The Damian Slash Mixtape
Note: This review is from 2017
One sketch in the opening episode of The Damien Slash Mixtape spoofs Open Book, but with Mariella Frostrup replaced by a much more urban voice, bigging up a Twitter beef between two literary heavyweights.
It’s a little similar to the way Slash himself has crashed on to Radio 4, with an urgent, noisy show that feels more like the sort of comedy offerings Radio 1 put out when it dabbled in ‘the new rock and roll’ in the Nineties, rather than something that shares a wavelength with Thought For The Day.
The vigorous soundscape is busy with effects, such as the frequent tape rewind between skits (like the record scratch, there’s no digital equivalent) or a jingle reminding listeners of Slash’s name every 30 seconds, as if he were a particularly insecure local commercial radio DJ.

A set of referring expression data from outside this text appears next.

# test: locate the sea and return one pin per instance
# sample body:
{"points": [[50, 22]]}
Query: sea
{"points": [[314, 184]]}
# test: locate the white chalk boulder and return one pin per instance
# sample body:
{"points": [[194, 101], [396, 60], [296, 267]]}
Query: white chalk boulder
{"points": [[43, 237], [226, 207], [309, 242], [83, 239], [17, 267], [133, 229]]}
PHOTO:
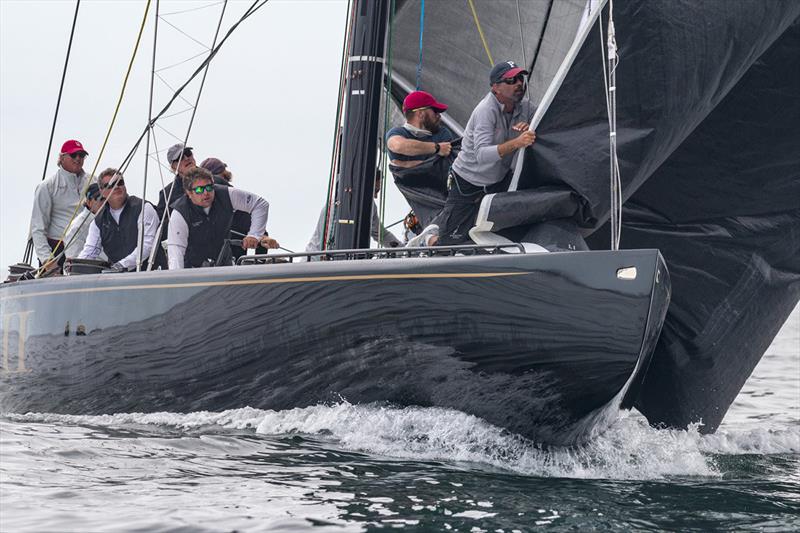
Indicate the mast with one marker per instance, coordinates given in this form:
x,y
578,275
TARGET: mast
x,y
359,151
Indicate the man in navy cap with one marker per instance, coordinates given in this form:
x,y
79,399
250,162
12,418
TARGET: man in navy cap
x,y
56,201
497,128
79,228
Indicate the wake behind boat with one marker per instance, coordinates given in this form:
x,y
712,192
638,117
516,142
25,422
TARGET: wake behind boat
x,y
546,345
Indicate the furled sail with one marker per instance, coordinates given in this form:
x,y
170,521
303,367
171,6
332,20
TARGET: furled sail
x,y
707,113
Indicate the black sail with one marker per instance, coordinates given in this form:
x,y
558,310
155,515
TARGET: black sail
x,y
707,113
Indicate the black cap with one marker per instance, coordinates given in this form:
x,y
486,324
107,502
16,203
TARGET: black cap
x,y
506,69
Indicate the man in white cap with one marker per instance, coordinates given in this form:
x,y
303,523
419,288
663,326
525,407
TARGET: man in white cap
x,y
56,201
497,128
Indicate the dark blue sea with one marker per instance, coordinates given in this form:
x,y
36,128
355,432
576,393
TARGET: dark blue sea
x,y
361,468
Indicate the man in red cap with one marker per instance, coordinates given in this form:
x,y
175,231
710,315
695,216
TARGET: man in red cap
x,y
423,135
55,202
497,128
420,154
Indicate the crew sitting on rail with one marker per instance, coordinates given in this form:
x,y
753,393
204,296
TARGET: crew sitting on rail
x,y
201,220
115,230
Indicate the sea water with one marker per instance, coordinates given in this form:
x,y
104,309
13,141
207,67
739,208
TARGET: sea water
x,y
357,468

Maybe the constant reminders are necessary, as Slash – real name Daniel Barker– is so vocally dexterous that you have to be reminded that it is all the same man in every scene of this brisk 15-minute episode.
Sketches start on the safe side. A Morgan Freeman voice just because he can in a quickie that could have been a Dead Ringers reject, or a hipster character that’s little more than a cluster of all the overfamiliar Shoreditch clichés Slash can muster, opening a pop-up gluten-free juice bar.
But then he starts letting things get a little strange in short, surreal narratives that span several scenes. Favourites are the internet troll who, far from being a sad angry loser, is an erudite well-spoken man considering his work as performance art, and the delightfully offbeat concept of a dog building up a relationship with his new owner like a particularly creepy predator.
Slash’s throw-everything-at-it approach produces dividends, but it’s notable that the less frenetic moments are the ones that prove the most memorable.